Но может наступить минута, когда все целое, то есть вся войсковая часть, отказывается от боя, когда она залегает и не в состоянии подняться или когда она отступает или даже панически бежит, когда даже те храбрые, которые долго противились инстинкту самосохранения, не выдержали внутренней борьбы и побеждены этим инстинктом, — тогда конец боя налицо.
Здесь мы уже входим в область коллективной психологии; зависимость от нее явлений боя мы будем разбирать несколько далее. Сейчас же мы постараемся ответить на один вопрос, неправильный ответ на который, по нашему мнению, являлся до сей поры главной причиной крайней малочисленности исследований психологического характера среди трудов профессионалов военного дела. Я говорю о чрезвычайно распространенном мнении, что правда о войне может понизить боеспособность армии. Так ли это?
Прислушаемся к голосу тех, кто фактически дрался на фронте; среди же таковых изберем французских бойцов, то есть тех, которые исполнили свой долг перед Родиной до конца и при этом дали ей победу.

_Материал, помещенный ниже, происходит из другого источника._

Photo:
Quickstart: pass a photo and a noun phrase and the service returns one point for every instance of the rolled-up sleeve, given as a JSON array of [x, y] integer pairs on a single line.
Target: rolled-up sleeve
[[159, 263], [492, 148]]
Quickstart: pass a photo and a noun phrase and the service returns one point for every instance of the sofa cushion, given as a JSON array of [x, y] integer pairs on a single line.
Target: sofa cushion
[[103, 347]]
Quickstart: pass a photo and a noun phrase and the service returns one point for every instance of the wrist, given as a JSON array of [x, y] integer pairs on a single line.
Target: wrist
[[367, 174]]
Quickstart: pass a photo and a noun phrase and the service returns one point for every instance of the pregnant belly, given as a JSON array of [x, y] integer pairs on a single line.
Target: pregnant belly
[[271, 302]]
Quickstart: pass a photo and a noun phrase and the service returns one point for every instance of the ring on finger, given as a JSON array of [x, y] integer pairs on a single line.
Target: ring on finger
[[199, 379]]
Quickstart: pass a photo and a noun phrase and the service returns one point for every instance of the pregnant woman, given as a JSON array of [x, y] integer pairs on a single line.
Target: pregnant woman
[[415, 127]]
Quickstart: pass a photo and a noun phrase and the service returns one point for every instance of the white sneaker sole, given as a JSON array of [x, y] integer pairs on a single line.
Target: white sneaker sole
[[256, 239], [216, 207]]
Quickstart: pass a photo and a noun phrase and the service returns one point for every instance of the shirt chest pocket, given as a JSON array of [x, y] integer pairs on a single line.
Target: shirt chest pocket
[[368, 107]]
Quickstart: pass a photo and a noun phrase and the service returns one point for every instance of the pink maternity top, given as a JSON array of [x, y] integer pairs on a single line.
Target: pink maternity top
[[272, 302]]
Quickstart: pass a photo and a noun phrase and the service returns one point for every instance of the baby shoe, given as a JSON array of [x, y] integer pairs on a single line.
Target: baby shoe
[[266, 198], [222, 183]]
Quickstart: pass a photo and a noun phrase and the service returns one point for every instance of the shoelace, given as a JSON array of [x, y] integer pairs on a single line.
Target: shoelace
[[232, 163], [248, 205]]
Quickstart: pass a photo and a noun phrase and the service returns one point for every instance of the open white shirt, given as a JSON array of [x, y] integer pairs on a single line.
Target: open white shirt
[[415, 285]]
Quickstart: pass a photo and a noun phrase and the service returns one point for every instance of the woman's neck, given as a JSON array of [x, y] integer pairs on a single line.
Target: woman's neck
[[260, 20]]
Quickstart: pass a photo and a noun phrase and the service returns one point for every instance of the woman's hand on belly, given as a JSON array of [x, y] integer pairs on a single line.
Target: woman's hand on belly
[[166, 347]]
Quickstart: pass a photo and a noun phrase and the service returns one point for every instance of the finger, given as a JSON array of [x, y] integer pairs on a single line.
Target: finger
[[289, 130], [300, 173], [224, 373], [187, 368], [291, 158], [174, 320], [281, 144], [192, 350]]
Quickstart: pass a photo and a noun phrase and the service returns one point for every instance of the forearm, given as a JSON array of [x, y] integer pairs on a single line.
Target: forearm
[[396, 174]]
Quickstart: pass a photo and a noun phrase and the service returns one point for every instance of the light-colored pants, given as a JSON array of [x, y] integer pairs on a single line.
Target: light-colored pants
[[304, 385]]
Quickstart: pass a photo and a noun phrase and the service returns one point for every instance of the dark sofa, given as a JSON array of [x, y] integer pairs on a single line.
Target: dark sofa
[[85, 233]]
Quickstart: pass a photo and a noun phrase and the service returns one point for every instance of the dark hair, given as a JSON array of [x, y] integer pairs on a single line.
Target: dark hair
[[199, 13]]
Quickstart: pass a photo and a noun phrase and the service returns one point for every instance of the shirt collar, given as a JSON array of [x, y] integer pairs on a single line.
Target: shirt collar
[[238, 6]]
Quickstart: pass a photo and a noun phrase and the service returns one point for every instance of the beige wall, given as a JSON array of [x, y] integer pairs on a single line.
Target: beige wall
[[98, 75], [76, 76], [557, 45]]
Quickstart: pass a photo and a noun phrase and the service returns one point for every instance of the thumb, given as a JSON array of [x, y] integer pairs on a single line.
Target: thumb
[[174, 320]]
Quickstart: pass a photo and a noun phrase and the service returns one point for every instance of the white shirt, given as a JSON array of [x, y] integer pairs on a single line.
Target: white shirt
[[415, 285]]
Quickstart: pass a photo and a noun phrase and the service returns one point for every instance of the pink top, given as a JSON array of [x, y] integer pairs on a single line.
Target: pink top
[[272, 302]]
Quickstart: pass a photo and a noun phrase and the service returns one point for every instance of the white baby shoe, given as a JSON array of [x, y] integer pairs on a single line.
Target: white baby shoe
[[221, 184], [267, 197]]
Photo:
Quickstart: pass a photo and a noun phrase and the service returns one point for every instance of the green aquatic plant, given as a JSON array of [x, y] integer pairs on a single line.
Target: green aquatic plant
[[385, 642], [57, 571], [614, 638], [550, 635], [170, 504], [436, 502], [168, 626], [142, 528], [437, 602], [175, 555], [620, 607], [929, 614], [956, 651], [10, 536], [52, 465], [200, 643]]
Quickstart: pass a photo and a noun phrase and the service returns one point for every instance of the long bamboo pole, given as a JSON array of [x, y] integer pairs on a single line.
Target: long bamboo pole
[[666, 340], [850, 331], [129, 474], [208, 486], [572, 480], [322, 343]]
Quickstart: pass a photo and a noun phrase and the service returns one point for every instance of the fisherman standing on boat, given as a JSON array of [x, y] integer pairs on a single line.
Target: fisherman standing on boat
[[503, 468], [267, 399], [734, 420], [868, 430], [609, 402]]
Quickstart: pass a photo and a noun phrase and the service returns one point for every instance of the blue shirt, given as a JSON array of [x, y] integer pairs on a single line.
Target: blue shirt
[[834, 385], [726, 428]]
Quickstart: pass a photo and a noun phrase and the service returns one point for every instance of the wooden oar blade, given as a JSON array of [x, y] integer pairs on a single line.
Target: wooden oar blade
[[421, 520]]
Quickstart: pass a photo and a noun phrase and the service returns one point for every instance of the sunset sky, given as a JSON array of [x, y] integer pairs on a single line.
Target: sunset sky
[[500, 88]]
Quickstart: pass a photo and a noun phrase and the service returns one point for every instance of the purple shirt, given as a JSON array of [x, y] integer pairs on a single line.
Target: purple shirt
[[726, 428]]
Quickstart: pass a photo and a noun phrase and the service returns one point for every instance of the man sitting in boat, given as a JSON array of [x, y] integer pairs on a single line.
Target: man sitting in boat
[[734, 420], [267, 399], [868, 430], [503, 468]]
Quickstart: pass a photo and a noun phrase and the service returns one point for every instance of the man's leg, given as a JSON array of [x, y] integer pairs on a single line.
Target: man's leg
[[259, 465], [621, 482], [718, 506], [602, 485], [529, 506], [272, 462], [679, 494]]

«Все мы — творцы неправды», пишет один из таких бойцов, попавший после 19-месячного пребывания в боевых линиях в тыловые армейские части[103]. «Мы рассказываем то, что мы видели, или плохо, или неверно. Это неизбежное следствие нашего самодовольства и неспособности вместить правду. То, что мы не записали сразу, отмирает в нашей памяти. Замеченное нами деформируется по мере того, как вовлекается в поток нашей речи. Если мы будем молчать, то придут другие, которые будут искажать факты в еще большей степени, чем мы. Беспрепятственно станут они орудовать искаженными ими фактами и тогда эти факты обратятся в их руках в опасное орудие. Они изобразят войну в радующих глаз красках[104]. Мы, которые видели войну такой, какой она есть на деле, уродливой и серой, не сохраняем ли убеждение, что наполеоновские сражения представляли собою величественные картины? Мы верим в это только потому, что те, кто фактически дрался тогда, позволили тем, кто не видел вблизи саму борьбу, рассказывать сказки. Этим участникам было выгодно принять облик героев разукрашенного прошлого. Они обретали ореол путешественника, побывавшего в неизведанных Чудесных странах. Будем осторожны. Вокруг нас уже вырастает целая фаланга лжеучителей, и если, к несчастью, один из таковых обладает талантом, он возбудит у наших потомков желание видеть вновь эпоху, подобную только что нами пережитой. Он ускорит ее возвращение[105]. Будем честными в наших воспоминаниях о прошедшем. Отдадим себе отчет в чувствах, которые вызывают наши рассказы. Будем помнить о той уродливой и грустной действительности, среди которой протекала наша борьба. Будем помнить о страданиях, которые мы испытывали, и о страхе, который нас потрясал… Даже в предвидении возможности и в будущем призыва со стороны Родины нового поколения солдат к защите оружием ее независимости и чести, нужно ли дразнить воображение этих солдат обманчивыми обликами славы и геройства? Если они будут знать, как ужасна и отвратительна война, если они будут знать, что она принесет им смерть или надломит их душу, и если они все-таки пойдут на фронт, не делая себе иллюзий и не утешая себя ложными ожиданиями, — разве заслуга этих людей станет от этого меньше?»